Everyone knows by now, last week–in reaction to a story on Breitbart, in an attempt to divert attention, in a random fit of rage, or any combination of the above–President Trump declared, without evidence, former President Obama wiretapped Trump Tower during the 2016 campaign. This is an utterly preposterous accusation for many reasons.
First, a president cannot order a wiretap. This is specifically disallowed to keep people like Mr. Trump from wiretapping anyone they want. The fact the president does not know this and is taking to Twitter, apparently seeking legal advice, is of grave concern to anyone using their brain. Mr. Trump would do well to avail himself of the instant access he now has to the Department of Justice and seek counsel prior to going on an illegitimate tweetstorm.
Second, if wiretapping occurred, a big if right there, it could have been on an inbound line. But, think about that for a second. If–again, substantial if–lines at Trump Tower were recorded because someone calling in was being wiretapped by the U.S. government, that would also be of grave concern. In order to be wiretapped under the Federal Intelligence Surveillance Act, the government must demonstrate to the FISA Court, the FISC, probable cause that the target of the surveillance request is a foreign power or an agent of a foreign power. That means that someone who meets those qualifications was calling Trump Tower. Why? A rhetorical question to which I doubt we’ll ever see an answer.

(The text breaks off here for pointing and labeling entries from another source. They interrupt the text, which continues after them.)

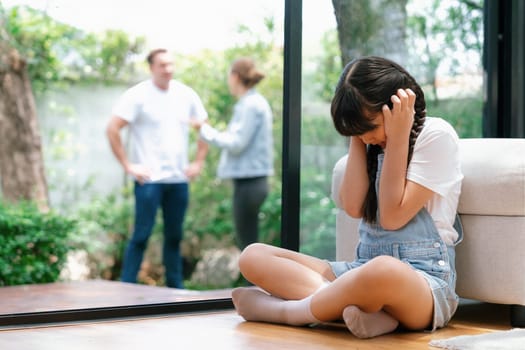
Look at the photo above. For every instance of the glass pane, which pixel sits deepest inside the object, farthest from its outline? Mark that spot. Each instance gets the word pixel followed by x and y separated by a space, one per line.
pixel 439 42
pixel 92 52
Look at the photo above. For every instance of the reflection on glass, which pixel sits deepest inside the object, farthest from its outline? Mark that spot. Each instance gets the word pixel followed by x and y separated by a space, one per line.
pixel 442 51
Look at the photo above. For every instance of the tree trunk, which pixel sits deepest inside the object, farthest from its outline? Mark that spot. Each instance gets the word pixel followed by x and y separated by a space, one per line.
pixel 371 27
pixel 22 174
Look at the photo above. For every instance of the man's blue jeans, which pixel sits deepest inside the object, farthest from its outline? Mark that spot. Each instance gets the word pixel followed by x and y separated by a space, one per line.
pixel 173 198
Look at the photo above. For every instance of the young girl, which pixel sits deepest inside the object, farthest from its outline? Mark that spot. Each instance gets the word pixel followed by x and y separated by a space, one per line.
pixel 403 178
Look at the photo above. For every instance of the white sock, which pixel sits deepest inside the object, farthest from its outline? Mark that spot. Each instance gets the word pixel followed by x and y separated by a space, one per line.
pixel 368 325
pixel 256 305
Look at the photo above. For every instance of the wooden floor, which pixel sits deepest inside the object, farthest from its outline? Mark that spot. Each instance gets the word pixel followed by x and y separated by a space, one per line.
pixel 217 330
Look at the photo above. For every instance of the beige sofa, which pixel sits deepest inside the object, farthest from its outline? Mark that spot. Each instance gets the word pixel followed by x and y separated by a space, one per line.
pixel 491 259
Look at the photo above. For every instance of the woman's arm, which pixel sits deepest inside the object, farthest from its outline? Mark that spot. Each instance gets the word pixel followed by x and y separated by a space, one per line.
pixel 355 181
pixel 399 199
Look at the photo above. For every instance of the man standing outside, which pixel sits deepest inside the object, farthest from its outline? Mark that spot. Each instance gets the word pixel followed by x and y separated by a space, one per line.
pixel 158 111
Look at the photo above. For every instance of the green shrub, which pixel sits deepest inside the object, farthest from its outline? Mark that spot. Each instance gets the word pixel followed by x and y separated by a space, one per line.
pixel 33 245
pixel 104 225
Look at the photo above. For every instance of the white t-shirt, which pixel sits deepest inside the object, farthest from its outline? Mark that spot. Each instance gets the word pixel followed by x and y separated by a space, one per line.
pixel 159 128
pixel 435 164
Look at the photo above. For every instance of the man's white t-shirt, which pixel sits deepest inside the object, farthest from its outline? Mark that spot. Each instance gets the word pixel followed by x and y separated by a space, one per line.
pixel 159 127
pixel 435 164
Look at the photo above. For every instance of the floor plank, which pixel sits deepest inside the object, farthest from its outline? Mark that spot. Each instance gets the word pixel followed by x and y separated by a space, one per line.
pixel 226 330
pixel 92 294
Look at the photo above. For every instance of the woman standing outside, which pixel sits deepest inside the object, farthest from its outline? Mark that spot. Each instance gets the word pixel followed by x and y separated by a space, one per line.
pixel 247 148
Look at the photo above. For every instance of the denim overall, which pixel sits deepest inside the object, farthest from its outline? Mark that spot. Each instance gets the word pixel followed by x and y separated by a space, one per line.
pixel 418 244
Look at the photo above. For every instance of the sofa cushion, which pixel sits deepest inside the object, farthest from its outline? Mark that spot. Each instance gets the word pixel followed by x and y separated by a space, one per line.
pixel 494 182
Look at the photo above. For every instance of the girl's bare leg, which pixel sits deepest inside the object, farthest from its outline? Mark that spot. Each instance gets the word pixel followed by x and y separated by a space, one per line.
pixel 384 287
pixel 284 273
pixel 384 283
pixel 289 279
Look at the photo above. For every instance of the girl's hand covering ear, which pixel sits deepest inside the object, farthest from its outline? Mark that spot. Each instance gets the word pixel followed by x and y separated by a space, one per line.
pixel 398 120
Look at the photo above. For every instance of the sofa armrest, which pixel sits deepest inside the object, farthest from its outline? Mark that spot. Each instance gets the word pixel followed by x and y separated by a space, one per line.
pixel 494 182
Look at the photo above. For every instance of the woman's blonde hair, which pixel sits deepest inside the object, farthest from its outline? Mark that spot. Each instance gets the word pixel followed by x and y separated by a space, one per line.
pixel 244 67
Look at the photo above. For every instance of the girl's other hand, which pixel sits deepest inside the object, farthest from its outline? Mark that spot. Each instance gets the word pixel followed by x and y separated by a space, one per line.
pixel 398 120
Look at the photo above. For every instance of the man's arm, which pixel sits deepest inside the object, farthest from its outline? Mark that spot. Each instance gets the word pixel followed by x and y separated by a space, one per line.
pixel 139 172
pixel 197 165
pixel 113 133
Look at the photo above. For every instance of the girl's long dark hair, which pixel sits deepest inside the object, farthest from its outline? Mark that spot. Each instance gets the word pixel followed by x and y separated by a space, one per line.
pixel 365 85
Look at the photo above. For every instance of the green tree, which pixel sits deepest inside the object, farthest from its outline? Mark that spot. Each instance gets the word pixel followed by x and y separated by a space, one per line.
pixel 445 31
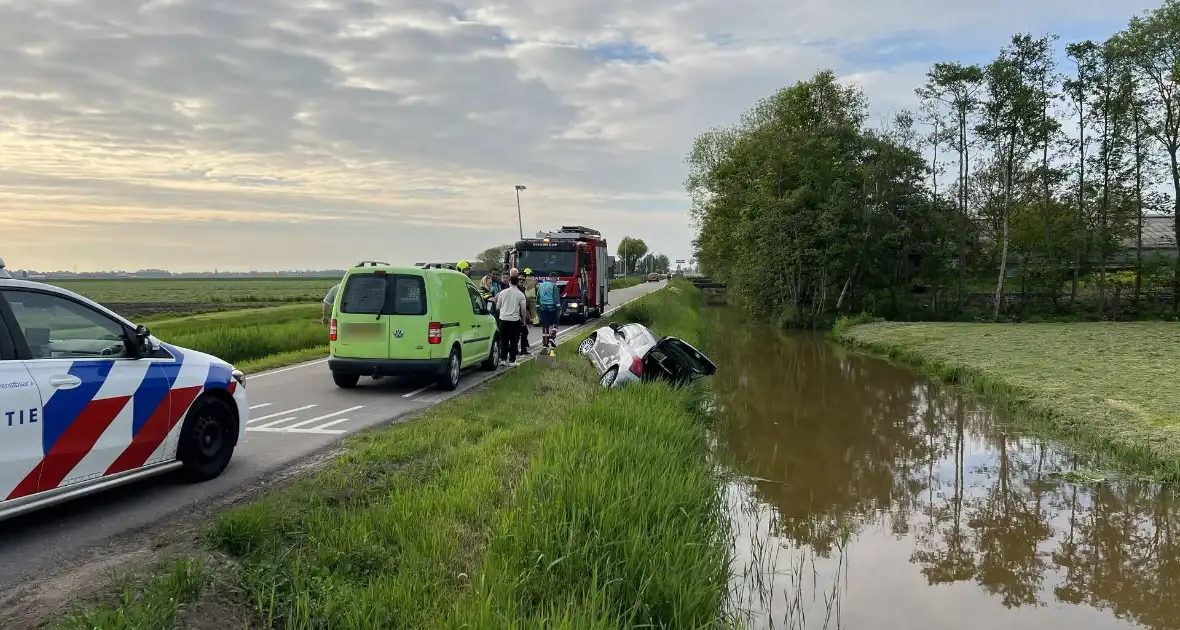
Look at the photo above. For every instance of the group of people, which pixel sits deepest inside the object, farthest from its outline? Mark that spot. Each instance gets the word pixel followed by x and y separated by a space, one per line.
pixel 518 301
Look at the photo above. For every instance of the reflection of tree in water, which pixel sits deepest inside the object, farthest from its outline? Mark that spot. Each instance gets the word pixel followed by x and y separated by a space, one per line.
pixel 838 439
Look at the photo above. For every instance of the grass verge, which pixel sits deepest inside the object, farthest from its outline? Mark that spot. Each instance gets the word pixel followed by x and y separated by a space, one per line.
pixel 627 282
pixel 1106 388
pixel 539 501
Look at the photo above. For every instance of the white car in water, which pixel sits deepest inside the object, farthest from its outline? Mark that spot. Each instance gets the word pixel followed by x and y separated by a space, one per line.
pixel 633 353
pixel 90 401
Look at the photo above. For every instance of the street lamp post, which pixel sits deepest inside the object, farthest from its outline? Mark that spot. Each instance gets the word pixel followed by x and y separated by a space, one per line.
pixel 519 221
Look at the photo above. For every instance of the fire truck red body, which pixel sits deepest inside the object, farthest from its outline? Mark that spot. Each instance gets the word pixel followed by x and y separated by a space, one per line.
pixel 579 257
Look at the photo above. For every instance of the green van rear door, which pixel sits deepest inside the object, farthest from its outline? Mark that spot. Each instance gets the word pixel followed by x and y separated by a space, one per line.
pixel 381 315
pixel 408 317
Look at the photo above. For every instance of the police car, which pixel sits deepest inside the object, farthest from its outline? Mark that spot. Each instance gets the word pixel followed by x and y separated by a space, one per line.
pixel 90 401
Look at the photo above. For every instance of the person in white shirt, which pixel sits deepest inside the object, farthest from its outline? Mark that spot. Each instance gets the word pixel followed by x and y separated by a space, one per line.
pixel 511 303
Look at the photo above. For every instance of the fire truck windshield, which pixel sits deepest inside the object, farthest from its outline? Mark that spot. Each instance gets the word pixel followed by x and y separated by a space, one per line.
pixel 543 262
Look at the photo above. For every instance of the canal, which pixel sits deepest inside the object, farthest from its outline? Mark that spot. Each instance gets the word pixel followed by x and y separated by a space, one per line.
pixel 866 496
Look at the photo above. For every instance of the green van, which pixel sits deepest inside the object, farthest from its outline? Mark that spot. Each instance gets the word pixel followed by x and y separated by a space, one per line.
pixel 410 321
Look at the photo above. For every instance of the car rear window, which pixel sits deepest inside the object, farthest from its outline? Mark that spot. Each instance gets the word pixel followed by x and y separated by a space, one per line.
pixel 401 295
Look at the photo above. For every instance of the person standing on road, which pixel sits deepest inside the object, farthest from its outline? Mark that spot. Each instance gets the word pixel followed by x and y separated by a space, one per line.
pixel 529 286
pixel 328 302
pixel 511 304
pixel 548 306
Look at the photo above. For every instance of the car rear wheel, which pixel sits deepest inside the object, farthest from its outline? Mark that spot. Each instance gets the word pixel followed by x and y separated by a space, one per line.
pixel 450 379
pixel 587 345
pixel 207 439
pixel 493 359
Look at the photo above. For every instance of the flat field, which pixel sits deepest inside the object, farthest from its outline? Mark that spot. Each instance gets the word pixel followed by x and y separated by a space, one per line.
pixel 135 297
pixel 1112 387
pixel 251 339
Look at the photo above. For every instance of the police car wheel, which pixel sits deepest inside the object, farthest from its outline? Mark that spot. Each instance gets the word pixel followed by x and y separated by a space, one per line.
pixel 207 439
pixel 450 379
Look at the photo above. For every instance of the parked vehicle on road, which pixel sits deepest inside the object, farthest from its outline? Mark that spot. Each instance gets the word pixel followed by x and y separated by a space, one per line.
pixel 633 353
pixel 90 401
pixel 578 256
pixel 410 321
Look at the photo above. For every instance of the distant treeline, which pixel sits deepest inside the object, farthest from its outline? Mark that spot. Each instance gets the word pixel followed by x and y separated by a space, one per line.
pixel 1017 189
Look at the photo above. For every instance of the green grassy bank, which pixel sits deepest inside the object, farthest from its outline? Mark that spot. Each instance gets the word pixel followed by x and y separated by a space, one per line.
pixel 1109 388
pixel 539 501
pixel 627 282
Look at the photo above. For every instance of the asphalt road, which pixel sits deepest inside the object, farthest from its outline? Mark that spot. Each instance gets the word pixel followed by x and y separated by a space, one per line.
pixel 295 412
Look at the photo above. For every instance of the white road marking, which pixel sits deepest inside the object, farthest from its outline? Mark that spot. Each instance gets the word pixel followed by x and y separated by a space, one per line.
pixel 305 422
pixel 321 427
pixel 415 392
pixel 253 420
pixel 268 425
pixel 280 371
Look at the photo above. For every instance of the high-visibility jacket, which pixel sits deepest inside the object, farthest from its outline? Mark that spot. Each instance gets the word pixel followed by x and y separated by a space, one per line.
pixel 549 294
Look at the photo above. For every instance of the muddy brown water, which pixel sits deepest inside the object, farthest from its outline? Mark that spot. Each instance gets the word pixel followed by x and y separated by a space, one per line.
pixel 866 496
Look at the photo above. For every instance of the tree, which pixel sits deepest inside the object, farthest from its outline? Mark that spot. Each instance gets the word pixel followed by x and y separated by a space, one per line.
pixel 630 250
pixel 492 257
pixel 1013 125
pixel 958 87
pixel 1153 46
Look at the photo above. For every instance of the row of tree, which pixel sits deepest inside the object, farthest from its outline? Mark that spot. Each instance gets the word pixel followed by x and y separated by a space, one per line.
pixel 1017 171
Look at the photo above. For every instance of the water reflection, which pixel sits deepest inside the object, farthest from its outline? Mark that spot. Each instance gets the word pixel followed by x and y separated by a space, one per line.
pixel 870 497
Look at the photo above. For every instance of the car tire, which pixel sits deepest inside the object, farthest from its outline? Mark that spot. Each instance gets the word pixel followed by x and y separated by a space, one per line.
pixel 588 345
pixel 493 359
pixel 450 379
pixel 208 439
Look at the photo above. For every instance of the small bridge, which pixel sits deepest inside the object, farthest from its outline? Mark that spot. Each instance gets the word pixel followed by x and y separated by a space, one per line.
pixel 714 291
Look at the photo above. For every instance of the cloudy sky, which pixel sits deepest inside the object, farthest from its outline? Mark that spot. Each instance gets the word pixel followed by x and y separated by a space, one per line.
pixel 312 133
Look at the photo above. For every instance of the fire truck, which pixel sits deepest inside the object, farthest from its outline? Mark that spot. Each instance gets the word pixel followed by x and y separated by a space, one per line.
pixel 579 257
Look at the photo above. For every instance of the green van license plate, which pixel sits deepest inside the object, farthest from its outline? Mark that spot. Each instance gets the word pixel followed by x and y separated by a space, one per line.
pixel 364 330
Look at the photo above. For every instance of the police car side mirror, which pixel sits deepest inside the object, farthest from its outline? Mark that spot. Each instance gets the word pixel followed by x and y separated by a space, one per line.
pixel 144 345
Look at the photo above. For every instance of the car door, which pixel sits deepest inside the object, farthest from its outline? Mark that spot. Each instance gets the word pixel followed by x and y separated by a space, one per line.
pixel 103 407
pixel 20 421
pixel 676 352
pixel 480 329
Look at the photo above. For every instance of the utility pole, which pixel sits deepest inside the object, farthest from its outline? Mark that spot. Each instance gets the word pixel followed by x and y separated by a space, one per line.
pixel 519 221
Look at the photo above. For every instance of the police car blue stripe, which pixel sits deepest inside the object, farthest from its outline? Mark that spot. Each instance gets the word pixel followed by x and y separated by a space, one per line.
pixel 152 392
pixel 66 405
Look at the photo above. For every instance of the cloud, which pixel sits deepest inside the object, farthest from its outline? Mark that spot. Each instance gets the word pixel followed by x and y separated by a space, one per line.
pixel 300 133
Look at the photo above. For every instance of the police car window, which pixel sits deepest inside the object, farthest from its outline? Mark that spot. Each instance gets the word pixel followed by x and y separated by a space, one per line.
pixel 57 327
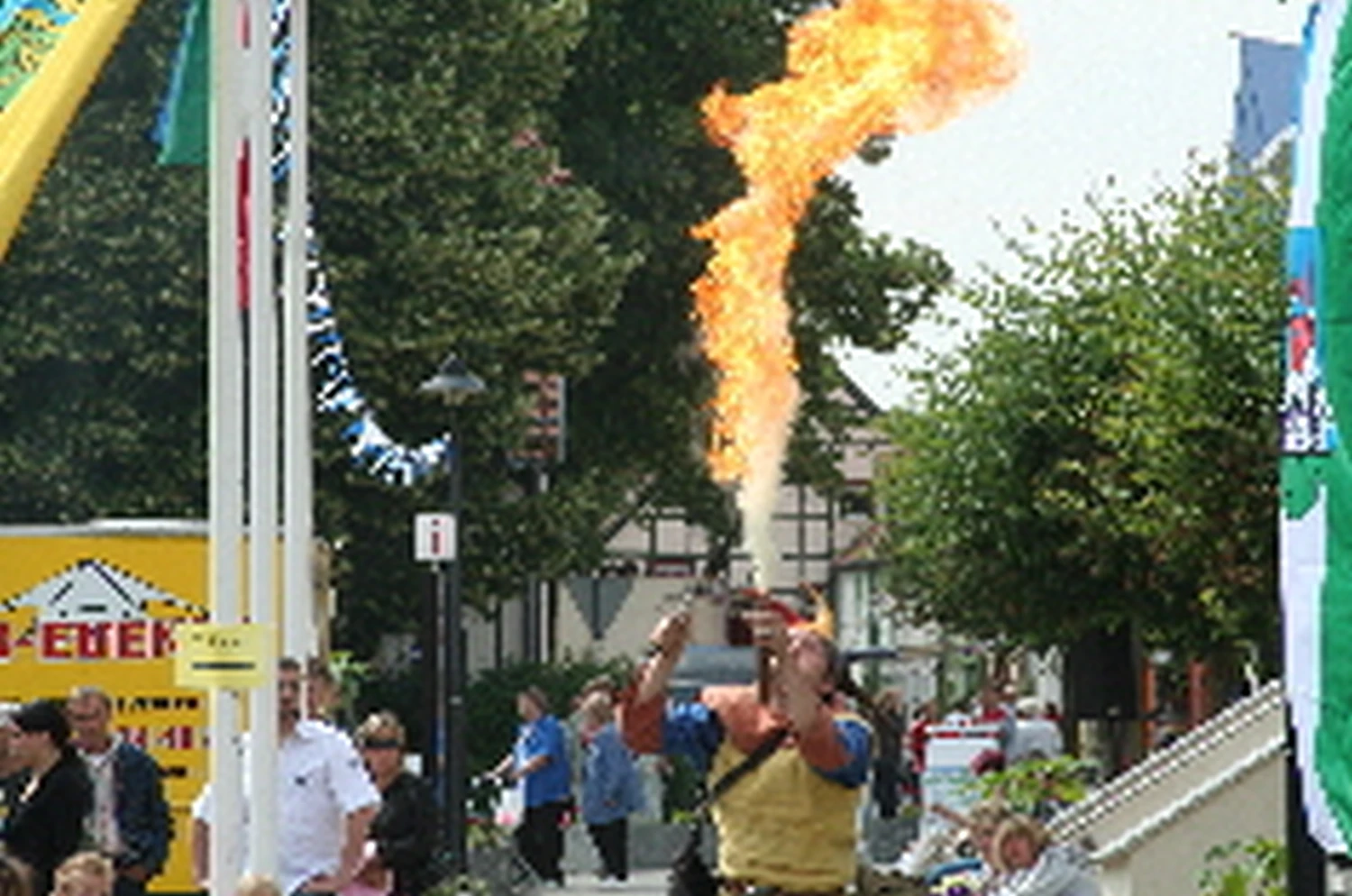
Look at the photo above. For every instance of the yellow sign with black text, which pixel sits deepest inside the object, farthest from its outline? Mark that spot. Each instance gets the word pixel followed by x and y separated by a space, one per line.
pixel 224 655
pixel 102 606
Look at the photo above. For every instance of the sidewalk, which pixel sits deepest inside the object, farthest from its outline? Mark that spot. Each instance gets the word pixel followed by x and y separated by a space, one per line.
pixel 648 882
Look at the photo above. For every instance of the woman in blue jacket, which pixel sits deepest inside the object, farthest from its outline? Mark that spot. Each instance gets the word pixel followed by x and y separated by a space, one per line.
pixel 611 788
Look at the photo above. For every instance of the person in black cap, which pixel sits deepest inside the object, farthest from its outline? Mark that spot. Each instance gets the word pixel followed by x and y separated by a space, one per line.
pixel 48 823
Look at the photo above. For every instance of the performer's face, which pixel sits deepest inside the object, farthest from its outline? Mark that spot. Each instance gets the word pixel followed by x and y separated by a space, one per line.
pixel 808 655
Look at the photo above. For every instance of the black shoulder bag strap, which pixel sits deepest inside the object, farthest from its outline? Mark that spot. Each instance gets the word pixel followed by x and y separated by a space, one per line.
pixel 730 777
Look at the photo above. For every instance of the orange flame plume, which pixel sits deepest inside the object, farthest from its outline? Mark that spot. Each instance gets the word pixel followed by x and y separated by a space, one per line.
pixel 859 69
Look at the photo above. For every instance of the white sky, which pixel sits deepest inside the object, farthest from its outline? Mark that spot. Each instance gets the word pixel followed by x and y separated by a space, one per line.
pixel 1111 88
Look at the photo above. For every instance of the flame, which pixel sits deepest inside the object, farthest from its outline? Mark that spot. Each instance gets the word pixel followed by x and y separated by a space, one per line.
pixel 860 69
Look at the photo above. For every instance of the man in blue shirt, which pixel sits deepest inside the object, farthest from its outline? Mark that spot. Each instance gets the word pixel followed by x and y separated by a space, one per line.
pixel 540 763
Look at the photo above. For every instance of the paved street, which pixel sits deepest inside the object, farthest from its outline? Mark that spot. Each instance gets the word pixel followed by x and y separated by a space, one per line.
pixel 649 882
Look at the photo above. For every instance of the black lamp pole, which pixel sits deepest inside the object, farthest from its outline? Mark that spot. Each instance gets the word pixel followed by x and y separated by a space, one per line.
pixel 457 671
pixel 453 381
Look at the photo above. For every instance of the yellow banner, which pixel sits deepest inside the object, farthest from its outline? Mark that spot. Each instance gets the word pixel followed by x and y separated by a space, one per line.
pixel 32 124
pixel 224 655
pixel 103 609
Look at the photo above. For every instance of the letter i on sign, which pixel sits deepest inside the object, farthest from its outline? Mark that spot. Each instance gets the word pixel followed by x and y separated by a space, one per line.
pixel 434 536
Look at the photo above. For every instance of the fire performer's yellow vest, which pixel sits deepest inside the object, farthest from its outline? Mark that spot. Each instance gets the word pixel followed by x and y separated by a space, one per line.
pixel 784 825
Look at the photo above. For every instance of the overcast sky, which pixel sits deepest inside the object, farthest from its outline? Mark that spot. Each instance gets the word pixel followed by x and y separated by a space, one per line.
pixel 1111 88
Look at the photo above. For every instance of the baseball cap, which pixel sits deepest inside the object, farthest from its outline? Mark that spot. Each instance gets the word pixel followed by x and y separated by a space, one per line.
pixel 43 715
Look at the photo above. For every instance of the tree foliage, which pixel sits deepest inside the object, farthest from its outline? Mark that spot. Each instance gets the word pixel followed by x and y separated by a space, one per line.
pixel 102 316
pixel 629 124
pixel 513 180
pixel 1103 450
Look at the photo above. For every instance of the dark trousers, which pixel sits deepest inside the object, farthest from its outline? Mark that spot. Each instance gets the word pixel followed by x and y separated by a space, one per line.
pixel 540 837
pixel 613 844
pixel 123 885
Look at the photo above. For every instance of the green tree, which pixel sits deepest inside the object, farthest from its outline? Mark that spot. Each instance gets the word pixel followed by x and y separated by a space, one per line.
pixel 511 180
pixel 1103 449
pixel 102 314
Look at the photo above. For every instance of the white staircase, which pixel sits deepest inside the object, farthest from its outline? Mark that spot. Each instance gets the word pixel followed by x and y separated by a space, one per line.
pixel 1151 826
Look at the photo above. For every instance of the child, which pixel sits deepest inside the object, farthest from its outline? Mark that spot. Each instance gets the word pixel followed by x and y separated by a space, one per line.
pixel 257 885
pixel 84 874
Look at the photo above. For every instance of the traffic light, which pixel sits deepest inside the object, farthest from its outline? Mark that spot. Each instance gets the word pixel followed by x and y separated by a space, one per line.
pixel 545 437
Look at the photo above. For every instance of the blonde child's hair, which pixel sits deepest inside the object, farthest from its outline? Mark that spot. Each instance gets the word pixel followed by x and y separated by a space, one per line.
pixel 15 879
pixel 87 868
pixel 597 709
pixel 257 885
pixel 1019 826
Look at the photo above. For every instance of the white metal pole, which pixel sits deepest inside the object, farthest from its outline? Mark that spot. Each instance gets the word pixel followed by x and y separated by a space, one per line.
pixel 224 435
pixel 297 476
pixel 262 435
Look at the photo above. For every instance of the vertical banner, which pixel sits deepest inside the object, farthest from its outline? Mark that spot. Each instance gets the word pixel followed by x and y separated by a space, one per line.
pixel 1316 526
pixel 50 54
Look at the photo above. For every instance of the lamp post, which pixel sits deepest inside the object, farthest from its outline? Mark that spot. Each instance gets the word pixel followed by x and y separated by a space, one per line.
pixel 453 383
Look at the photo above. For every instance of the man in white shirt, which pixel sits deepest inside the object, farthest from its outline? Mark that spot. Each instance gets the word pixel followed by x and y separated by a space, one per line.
pixel 324 800
pixel 1036 736
pixel 130 822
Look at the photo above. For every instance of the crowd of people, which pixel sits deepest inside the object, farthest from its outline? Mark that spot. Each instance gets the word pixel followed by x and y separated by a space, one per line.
pixel 545 760
pixel 86 811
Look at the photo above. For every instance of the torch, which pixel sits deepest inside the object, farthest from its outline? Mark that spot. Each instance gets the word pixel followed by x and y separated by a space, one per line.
pixel 759 599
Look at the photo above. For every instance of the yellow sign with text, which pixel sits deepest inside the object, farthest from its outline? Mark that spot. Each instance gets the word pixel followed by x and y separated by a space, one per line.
pixel 102 606
pixel 224 655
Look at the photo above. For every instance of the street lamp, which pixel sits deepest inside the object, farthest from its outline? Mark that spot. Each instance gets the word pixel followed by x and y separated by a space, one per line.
pixel 453 383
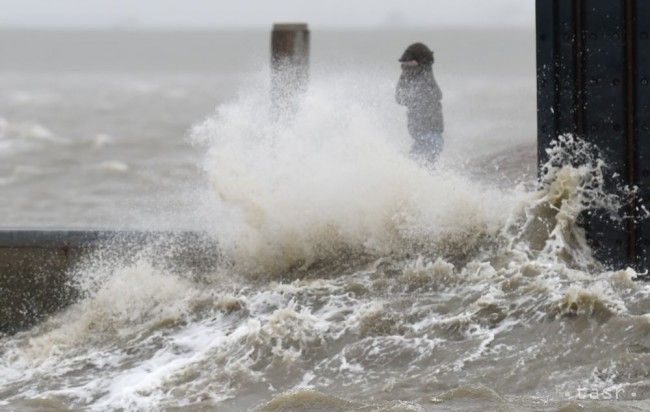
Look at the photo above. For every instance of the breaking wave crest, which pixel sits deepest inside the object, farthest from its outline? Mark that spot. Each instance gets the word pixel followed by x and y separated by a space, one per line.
pixel 352 278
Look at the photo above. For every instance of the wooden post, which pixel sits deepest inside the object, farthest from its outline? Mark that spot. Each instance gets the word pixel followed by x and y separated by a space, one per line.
pixel 289 65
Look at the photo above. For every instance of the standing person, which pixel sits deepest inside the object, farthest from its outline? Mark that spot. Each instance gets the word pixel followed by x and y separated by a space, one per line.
pixel 418 91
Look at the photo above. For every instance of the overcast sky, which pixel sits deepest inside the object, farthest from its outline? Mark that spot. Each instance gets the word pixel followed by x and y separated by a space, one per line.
pixel 261 13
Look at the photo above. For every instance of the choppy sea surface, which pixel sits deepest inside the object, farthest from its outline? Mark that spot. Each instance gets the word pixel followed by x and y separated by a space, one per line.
pixel 351 276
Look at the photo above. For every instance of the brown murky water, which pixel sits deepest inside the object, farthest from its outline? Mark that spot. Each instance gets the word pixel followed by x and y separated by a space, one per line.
pixel 352 277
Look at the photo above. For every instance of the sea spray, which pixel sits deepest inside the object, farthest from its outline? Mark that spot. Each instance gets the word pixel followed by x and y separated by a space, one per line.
pixel 336 177
pixel 467 293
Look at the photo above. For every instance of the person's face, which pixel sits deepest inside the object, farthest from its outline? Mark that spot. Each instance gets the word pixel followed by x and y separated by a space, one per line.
pixel 410 65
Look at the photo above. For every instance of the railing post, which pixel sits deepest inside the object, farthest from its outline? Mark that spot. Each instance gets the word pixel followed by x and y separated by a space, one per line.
pixel 289 65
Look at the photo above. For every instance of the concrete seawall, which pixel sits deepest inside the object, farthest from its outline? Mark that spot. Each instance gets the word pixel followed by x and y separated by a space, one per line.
pixel 37 266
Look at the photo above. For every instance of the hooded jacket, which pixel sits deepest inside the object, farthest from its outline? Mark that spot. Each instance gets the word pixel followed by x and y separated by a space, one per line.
pixel 418 90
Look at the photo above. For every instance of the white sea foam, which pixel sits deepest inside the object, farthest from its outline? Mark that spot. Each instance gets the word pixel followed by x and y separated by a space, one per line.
pixel 464 282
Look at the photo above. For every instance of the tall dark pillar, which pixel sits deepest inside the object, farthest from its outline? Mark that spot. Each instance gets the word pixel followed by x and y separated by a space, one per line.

The final option, and possibly the most terrifying, is that the U.S. government determined those qualities mentioned above applied to Mr. Trump or his organization and he was directly being tapped to ensure national security. In other words, the FISC found reasonable cause that Mr. Trump or someone within his organization was an agent of a foreign power. This is not something to take lightly. If Mr. Trump’s self-destructive claim is true, every citizen of this country should have serious concerns about the allegiance of the president himself to the United States.
Which option is the best? Or, put differently: which option is the least worst? All of these options show a total and absolute ignorance for the law and for government in general. These are not traits one seeks in a leader.
Has Mr. Trump provided any evidence to support this ridiculous accusation? Of course not. We’re just supposed to believe him, after all. According to Politico, the House Intelligence Committee investigating Russia’s meddling in the 2016 election has asked for and has not received “any evidence whatsoever” to substantiate Mr. Trump’s absurd claim.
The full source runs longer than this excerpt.